Et voilà, the announcement in early 2019 of the Member Exchange.
So What’s MEMX Thinking?
TABB believes MEMX’s initial strategy will include the following:
SIP Rebate
While BATS started out as an ECN (a lit ATS), the opportunity to become an ECN has become problematic, as ECNs are not entitled to SIP market data revenue, which could easily provide MEMX with $10 to $20 million a year, as IEX with less than 3% market share generates approximately $10 million in SIP revenues. In addition, given the competitive threat, the order routing facilities that used to be operated by some of the smaller exchanges are no longer in operation, meaning an ECN needs to rely on an exchange for universal access, and given the competitive threat, it is unlikely that an exchange owned by the large three providers would develop that infrastructure. So, for MEMX to share in SIP revenues and control its own routing, it needs to become a regulated exchange.
Cookie-Cutter Model
The fastest way to obtain exchange status is to deploy a “cookie cutter” exchange, modeled exactly like an existing exchange.
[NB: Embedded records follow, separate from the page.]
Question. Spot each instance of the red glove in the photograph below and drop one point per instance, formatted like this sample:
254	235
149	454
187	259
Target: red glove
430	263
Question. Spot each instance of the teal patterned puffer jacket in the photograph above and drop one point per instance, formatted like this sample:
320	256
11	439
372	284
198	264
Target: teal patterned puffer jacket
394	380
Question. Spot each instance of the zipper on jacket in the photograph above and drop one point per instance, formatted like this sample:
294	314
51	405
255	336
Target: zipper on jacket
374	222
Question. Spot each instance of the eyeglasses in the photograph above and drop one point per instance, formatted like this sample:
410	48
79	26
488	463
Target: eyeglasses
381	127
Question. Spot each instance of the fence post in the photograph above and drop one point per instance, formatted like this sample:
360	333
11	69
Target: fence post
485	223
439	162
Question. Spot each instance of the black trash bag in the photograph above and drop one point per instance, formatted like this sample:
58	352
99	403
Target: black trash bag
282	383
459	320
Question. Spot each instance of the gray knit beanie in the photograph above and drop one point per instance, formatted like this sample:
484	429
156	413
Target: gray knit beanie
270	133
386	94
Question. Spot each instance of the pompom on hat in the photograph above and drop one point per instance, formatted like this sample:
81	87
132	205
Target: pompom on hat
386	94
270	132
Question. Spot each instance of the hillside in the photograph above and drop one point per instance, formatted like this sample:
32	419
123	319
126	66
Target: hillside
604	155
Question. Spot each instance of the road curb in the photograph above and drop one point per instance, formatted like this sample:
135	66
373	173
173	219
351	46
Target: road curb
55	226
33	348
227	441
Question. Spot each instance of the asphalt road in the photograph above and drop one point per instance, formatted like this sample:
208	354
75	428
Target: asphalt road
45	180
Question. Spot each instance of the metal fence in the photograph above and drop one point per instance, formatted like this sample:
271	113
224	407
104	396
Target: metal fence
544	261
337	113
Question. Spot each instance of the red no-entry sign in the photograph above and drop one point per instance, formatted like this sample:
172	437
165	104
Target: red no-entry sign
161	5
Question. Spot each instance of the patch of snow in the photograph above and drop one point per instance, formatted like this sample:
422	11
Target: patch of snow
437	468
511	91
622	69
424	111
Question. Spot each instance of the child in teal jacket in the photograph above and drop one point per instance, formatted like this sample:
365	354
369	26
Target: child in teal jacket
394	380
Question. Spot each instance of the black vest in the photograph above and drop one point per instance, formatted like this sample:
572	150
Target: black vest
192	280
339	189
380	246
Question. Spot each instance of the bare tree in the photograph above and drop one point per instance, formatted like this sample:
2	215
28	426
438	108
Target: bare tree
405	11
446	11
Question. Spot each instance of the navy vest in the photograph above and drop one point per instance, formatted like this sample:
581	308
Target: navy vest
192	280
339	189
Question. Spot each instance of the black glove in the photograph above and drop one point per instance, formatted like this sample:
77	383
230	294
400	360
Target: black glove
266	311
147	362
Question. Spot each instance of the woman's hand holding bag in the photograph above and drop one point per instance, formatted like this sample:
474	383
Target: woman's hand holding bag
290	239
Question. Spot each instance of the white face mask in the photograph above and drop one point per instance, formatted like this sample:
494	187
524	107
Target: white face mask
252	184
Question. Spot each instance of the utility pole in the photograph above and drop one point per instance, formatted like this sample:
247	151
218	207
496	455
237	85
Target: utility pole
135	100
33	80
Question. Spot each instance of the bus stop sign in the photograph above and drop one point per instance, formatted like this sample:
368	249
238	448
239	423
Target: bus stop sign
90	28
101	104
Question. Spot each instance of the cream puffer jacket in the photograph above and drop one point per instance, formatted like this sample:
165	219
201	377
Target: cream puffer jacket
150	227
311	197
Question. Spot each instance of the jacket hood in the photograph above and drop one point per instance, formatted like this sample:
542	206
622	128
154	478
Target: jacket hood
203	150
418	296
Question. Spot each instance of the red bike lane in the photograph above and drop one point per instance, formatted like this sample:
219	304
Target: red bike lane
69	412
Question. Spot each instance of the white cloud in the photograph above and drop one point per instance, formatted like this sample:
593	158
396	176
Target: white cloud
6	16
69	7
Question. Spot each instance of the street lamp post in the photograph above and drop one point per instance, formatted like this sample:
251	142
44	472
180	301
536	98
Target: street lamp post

Unlike IEX’s speedbump, which caused a two-year licensing delay, MEMX will most likely employ a standard maker-taker model, with virtually nothing odd or controversial. While the other exchanges may complain about the added complexity of a fourteenth exchange, MEMX’s exchange application will be completely dull and boring, raising no flags with regulators. That will speed up approval and remove any possible SEC delays.
High Rebate
Once approved, MEMX, operating off the BATS playbook, will most likely employ the ‘Crazy Eddie’ “our prices are insane” pricing strategy: MEMX will provide a larger rebate than its cost to take liquidity. This will achieve two goals: first, it will provide an incentive for market makers to provide liquidity; and second, that incentive will be passed back into more aggressive pricing. While most of the high-rebate exchanges have super tiers of 32 mils (cents/share), MEMX will need to provide a higher rebate than 32 mils or provide more clients with access to the 32-mil top tier. Interestingly, these high rebates and the conflicts that it creates, is exactly what the buy-side is railing about, forcing the SEC to implement the new Access Fee Pilot, which I will discuss later.